Il existe toutefois un certain nombre de limites à l’enclenchement de ces effets richesse :

  • La première, de loin la plus importante, est celle du taux d’épargne. Les enchaînements décrits ci-dessus ne créant pas directement de revenu, leur impact sur la croissance passe nécessairement par une baisse du taux d’épargne. La place pour les effets richesse dépend donc dans une large mesure du niveau du taux d’épargne. Or, celui-ci étant d’ores et déjà très faible aux États-Unis, à 2,5 % du revenu disponible en avril, sa marge de baisse supplémentaire est extrêmement réduite, pour ne pas dire inexistante.

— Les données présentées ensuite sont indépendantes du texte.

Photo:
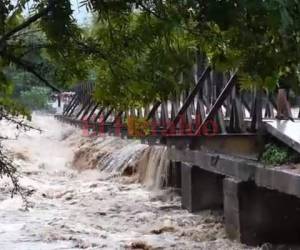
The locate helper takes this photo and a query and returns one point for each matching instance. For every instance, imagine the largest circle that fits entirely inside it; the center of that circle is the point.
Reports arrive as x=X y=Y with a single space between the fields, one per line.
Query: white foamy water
x=74 y=205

  • La seconde, est relative au niveau d’endettement et aux effets bénéfiques de la hausse des actifs sur la capacité d’emprunt des ménages, ceux-ci ne pouvant s’exercer que lorsque le taux d’endettement a encore une marge de hausse, ce qui n’est vraisemblablement pas le cas aujourd’hui aux États-Unis. Il est important ici de ne pas faire d’amalgame entre l’allègement du coût de la dette des ménages et le taux d’endettement. Le premier s’est effondré dans le sillage de la baisse des taux d’intérêt et des renégociations de prêts qui s’en sont suivies, ainsi que des annulations de dettes consécutives aux nombreuses saisies immobilières de ces dernières années. Cet allègement du coût de la dette a permis de libérer des revenus qui ont considérablement soutenu la croissance du pouvoir d’achat depuis deux ans et ont largement participé à la reprise de la consommation. Toutefois, il ne s’agit pas là d’effet richesse à proprement parler et ce mouvement étant déjà derrière nous, il n’a pas lieu de jouer un rôle stimulant pour la consommation future. Le taux d’endettement, qui mesure le stock de dette en proportion des revenus, est le seul véritable déterminant de la capacité d’emprunt des ménages. Or, ce dernier reste très élevé, à peine inférieur de 20 % aux niveaux extrêmes atteints avant la crise, c’est-à-dire encore très supérieur à sa moyenne de long terme. Cette situation laisse probablement très peu d’espace à une remontée substantielle du taux d’endettement, qui serait d’ailleurs contre nature après une crise de la dette telle que nous venons de traverser.

Cette lecture explique dans une large mesure notre plus grande réserve sur les perspectives de consommation américaine dans un contexte de faible création d’emploi.